“L’unità è l’elemento distintivo di questo rinnovo”. È questa la prima impressione del segretario generale della Fai, il sindacato degli agricoli della Cisl, Onofrio Rota, dopo la firma del contratto dell’industria alimentare.
Un’unità raggiunta a fatica, che ha reso molto più complesse le trattative.
“Esattamente. Nel 2021, dopo la firma del precedente contratto, Federalimentare si era divisa in 14 sigle, con le quali abbiamo avuto un’interlocuzione frammentata e debole. Con la firma di questo contratto, sindacati e aziende, si sono mossi all’unisono, come i componenti di un’orchestra, pur con le diversità. Il felice esito della trattativa conferma anche le solide relazioni che abbiamo con Cgil e Uil, e la capacità di trovare una sintesi tra le nostre sensibilità.
Sul fronte salariale cosa cambia per i lavoratori?
“Il contratto si porta a casa un bel risultato, grazie a un aumento a regime di 280 euro, dei quali 170 esigibili nei primi 14 mesi, e un recupero del potere di acquisto anche dei quattro anni precedenti. Nel contratto, infatti, non c’è solo il Tem, il trattamento economico minimo, ma anche lo Iar, l’incremento aggiuntivo di retribuzione, che va a mitigare gli effetti dell’inflazione.

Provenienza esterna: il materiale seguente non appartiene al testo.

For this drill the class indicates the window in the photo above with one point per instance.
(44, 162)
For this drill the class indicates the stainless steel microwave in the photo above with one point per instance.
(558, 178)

Il welfare come viene migliorato?
“C’è un rafforzamento della sanità e della previdenza integrativa e anche degli strumenti a sostegno della genitorialità. Inoltre, grazie all’Ebs, l’Ente bilaterale di settore, operativo dallo scorso anno, puntiamo a erogare formazione aggiuntiva sulla sicurezza, a dare un sostegno al reddito alle donne vittima di violenza, aiutare sul piano economico i lavoratori in difficoltà e a stringere la collaborazione con gli Its per il ricambio generazionale, alle luce delle innovazioni tecnologiche e delle nuove competenze richieste”.
Un rinnovo che contrasta anche la precarietà.
“Assolutamente sì. Il nostro intento è quello di dare priorità a dei percorsi di stabilizzazione delle carriere, che portino a un trasformazione del rapporto di lavoro a tempo indeterminato, limitando il ricorso alla somministrazione”.
Nelle ultime settimane è andata in scena la protesta dei trattori, in tutta Europa. Qual è la posizione del sindacato?
“Prima di tutto una condanna di tutte le violenze. A Bruxelles c’è stato un clima veramente pesante. Le istituzioni non vanno attaccate. Ricordiamoci che l’Europa destina 300 miliardi, un terzo del suo bilancio, all’agricoltura. Ci sono poi alcuni segnali di malessere che devono essere ascoltati”.
Quali?
“Il rapporto tra la grande distribuzione e il produttore è iniquo. L’agricoltore rischia quasi di rimetterci a vendere i propri prodotti a prezzi troppo bassi. Gli stessi prodotti che sugli scaffali dei supermercati hanno visto lievitare il proprio costo, facendo storcere il naso al consumatore”.
Secondo lei la politica europea e italiana come ha gestito la protesta?
“Fare un passo indietro su alcune misure sarebbe errato. Il Farm to Fork indica la via green che l’agricoltura deve seguire. I cambiamenti climatici sono ormai una realtà. E con questi l’agricoltura deve confrontarsi, rimanendo un importante presidio per il territori. Ma non si può pensare di mollare la presa con i pesticidi, perché a rimetterci sarebbe non solo l’ambiente ma anche la salute dei consumatori. Così come non si può tornare indietro sulla clausola sociale per le aziende che ricevono fondi europei. Abbiamo scritto una lettera al ministri Lollobrigida e alla ministra Calderone, e sul merito abbiamo ricevuto delle rassicurazioni. Se si toglie la clausola ci rimettono i lavoratori e i loro diritti”.
Venendo all’Italia?
“Il nostro paese è stato un po’ trascinato nella protesta da altri, dove le rivendicazioni sono più forti. C’è sicuramente un tentativo di cavalcare la situazione anche in vista delle elezioni europee. Quello che la politica deve fare è trovare soluzioni per rendere l’agricoltura più redditizia, traghettarla nel 4.0, intervenire per mitigare gli effetti dovuti al nanismo delle nostre aziende o alla debolezza delle filiera. Insomma non servono misure spot”.